Son zamanlarda elektrik konusundan yakınmayan yok sanırım. Çok-az tüketen tüm aboneler elektrik dağıtım şirketlerinin fiyat uygulamalarından yaka silker oldu.
Herkes eskiyi arıyor desek mi acaba?.. Eskiden fiyat konusunda hiç olmazsa bu denli can yakıcı tarife uygulanmıyordu.
Eskinin en kötü tarafı elektriğin zırt-pırt habersiz kesilmesi olurdu.
Aboneler de -belki- bilgi sahibi olmadıklarında ses çıkarmazlardı.
Elektrik habersiz kesilirdi, yüksek voltajla aniden gelirdi.
O zaman da buzdolapları, çamaşır, bulaşık makineleri, televizyonlar, radyolar “sizlere ömür.”
Bir abone çıkıp bu zararın tazminini -nedense- istemeyi akıl etmezdi.
Türkiye Elektrik Kurumu (TEK) bu işlerin tek sorumlusuydu.
Elektrik alacak olanlar “depozito” denilen abonman bedeli öder, elektrikleri bağlanırdı.
Düşününüz, on-yirmi, belki de otuz-kırk milyon abone bu depozito paralarını TEK’e yatırdılar.
Milyar liralar TEK’in nezdinde…
O dönemin elektrik abonesi olanlardan biri de benim…
Yaşanan enflasyonist fiyat hareketlerinden sonra TEK nezdindeki bu milyar liralık abonmanların alış gücü ne oldu? Sıfırlandı!..
Soran yok… Soruşturan hiç…
Türkiye düşmüş bir siyaset anaforunun ortasına cebelleşip duruyor.
TEK de, diğer kurumlar gibi özelleştirilince tüketicilerin abonman bedelleri ne oldu? Ben de herkes gibi araştırmadım. Aboneliğim nasıl olsa devam ediyor, rahatlığıma sayın…
Ama elektrik faturaları farklı farklı gelince iş değişti, rahatlığım kalmadı.
Önceki ay elektrik dağıtım şirketi elemanları geldi, kırk yıldır kullandığım elektrik sayacını sökmeye kalktılar. Nedenini sordum, “Dijital sayaç takacağız” dediler. Bir sakıncası mı var, diye sordum. “Tüm eski saatleri değiştiriyoruz. Merak etmeyiniz, sayaç bedeli almıyoruz” avuntusu verdiler. Ama benim bunca yıl kullandığım sayacı söküp alıp götürdüler.
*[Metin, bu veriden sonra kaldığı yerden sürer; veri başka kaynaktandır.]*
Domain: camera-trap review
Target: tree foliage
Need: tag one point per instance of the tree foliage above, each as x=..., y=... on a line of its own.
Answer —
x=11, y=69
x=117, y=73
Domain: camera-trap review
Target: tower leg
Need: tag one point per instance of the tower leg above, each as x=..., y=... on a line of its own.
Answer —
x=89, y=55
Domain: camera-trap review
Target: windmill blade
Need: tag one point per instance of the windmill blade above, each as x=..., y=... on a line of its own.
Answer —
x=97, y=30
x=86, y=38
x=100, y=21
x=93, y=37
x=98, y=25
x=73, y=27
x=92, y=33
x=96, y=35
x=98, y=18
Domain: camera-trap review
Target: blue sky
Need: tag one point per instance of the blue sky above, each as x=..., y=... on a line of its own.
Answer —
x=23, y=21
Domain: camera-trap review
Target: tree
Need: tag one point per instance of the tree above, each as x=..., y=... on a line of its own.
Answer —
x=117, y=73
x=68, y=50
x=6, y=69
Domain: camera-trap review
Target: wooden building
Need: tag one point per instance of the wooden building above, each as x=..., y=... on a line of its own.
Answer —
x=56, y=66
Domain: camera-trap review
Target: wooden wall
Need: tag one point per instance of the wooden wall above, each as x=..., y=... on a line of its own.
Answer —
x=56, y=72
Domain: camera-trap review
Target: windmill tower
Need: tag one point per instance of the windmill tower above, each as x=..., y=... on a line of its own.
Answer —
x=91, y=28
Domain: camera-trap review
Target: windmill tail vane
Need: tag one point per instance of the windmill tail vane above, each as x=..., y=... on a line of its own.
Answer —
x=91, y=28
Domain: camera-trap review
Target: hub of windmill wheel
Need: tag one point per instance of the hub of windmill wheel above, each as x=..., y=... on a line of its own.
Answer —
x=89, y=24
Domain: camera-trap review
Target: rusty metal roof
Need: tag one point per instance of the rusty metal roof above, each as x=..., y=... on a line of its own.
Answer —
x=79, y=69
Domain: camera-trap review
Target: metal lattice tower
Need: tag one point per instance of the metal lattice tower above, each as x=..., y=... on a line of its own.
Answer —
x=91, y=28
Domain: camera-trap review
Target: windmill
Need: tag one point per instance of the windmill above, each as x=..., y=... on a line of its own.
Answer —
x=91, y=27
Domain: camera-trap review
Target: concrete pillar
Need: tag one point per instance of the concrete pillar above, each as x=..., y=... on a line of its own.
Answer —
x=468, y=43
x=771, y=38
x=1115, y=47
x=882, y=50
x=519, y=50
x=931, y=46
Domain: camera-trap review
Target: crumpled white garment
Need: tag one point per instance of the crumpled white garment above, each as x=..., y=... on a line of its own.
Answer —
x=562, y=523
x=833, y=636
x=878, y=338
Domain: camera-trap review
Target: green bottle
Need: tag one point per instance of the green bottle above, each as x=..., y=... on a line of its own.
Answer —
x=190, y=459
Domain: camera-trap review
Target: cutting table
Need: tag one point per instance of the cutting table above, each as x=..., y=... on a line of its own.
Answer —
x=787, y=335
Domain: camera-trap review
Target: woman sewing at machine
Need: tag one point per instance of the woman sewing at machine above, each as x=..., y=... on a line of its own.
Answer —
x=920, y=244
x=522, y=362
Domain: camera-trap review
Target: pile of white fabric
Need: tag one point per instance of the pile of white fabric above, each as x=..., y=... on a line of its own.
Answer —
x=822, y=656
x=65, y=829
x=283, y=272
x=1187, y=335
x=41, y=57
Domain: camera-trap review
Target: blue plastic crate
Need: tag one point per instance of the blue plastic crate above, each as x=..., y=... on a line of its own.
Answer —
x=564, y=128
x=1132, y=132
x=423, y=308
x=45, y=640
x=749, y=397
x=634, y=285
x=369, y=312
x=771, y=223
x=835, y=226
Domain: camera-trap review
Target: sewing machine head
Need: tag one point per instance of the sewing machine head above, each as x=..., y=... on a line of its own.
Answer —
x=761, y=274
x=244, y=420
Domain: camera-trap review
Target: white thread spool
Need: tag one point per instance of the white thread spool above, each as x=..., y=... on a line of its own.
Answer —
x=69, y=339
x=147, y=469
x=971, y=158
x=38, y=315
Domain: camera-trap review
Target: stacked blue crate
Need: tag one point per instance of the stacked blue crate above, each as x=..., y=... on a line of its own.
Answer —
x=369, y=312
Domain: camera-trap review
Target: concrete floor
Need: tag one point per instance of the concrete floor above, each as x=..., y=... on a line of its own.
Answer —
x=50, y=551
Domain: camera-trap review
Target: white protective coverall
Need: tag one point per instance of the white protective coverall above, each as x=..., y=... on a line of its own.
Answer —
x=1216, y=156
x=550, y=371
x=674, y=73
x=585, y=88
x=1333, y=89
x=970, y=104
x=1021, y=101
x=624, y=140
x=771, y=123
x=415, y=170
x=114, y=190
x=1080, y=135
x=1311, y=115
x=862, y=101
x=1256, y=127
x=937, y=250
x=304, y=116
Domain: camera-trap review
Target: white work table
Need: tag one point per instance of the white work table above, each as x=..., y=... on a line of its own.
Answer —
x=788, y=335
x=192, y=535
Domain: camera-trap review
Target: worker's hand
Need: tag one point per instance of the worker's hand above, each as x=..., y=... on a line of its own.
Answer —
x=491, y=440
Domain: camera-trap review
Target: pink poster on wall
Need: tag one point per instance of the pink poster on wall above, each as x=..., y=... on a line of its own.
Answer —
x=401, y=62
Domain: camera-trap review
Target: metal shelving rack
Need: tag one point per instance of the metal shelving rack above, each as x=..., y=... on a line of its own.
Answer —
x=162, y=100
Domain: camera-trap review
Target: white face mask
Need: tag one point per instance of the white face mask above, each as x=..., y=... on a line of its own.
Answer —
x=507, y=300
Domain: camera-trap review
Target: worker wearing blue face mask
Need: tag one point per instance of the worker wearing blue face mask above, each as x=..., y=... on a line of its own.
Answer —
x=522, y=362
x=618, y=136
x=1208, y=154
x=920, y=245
Yeni gelen elektrik faturalarına baktım. Tüketimi; gündüz (06-17), puant (17-22), gece (22-06) olarak göstermişler…
Eskiden böyle bir uygulama yoktu. “Sinekten yağ çıkarmak” mı ne?
17-22 saatleri arasını (her neyse) “Puant” olarak ücretlendirmeye almışlar.
“Kendin pişir, kendin ye!..” benzeri, yeni yöntemler icat edip ücret talep ediliyor.
Şaştığım şey, dijital sayaç takılmadan önce elektrik faturam nasıl hesaplanıyordu?
Eski sayacımın böyle gece-gündüz ayırımı yapan özelliği yoktu.
“Enerji fiyatı” adı altında uygulanan tarife farklı… Önceki ay ile gelen son elektrik faturasında tüketici aleyhine uygulama var.
Bu keyfilik neden?
Bir de anlam veremediğim “dağıtım bedeli” diye tanımlanan ve her tüketici gibi benden de (bu ay 78.59TL) tahsilat yapılması…
Bu ne yahu?
Böyle mantıksızlık mı olur?
İlgili dağıtım şirketi saka mı tuttu da su gibi evlere elektrik dağıtıyor. Şirket kendisine verilen işletme hakkını TEK’in devrettiği elektrik şebekesi üzerinden yapmıyor mu?
Bu şebekenin devamlılığı, bakımı söz konusu ise o zaman “dağıtım bedeli” anlamsızlığını/tutarsızlığını elektrik brim fiyatına ilave etse de abonelerin öfkesini üzerine çekmese olmaz mı?
O zaman fırıncılar da marketlere, bakkallara ekmek dağıttığından ötürü artı bir fiyat talep niçin talep etmiyorlar, şaşıyorum.
Bu arada aklıma geldi, belediye su müdürlüğünün düzenlediği faturaya baktım. Allah’tan onlar böyle bir “dağıtım bedeli” diye birşey uydurmadılar.
Korkuyorum, belediyeler elektrik dağıtım şirketlerinin “dağıtım bedeli” uygulamasını duyarsa o zaman yandık.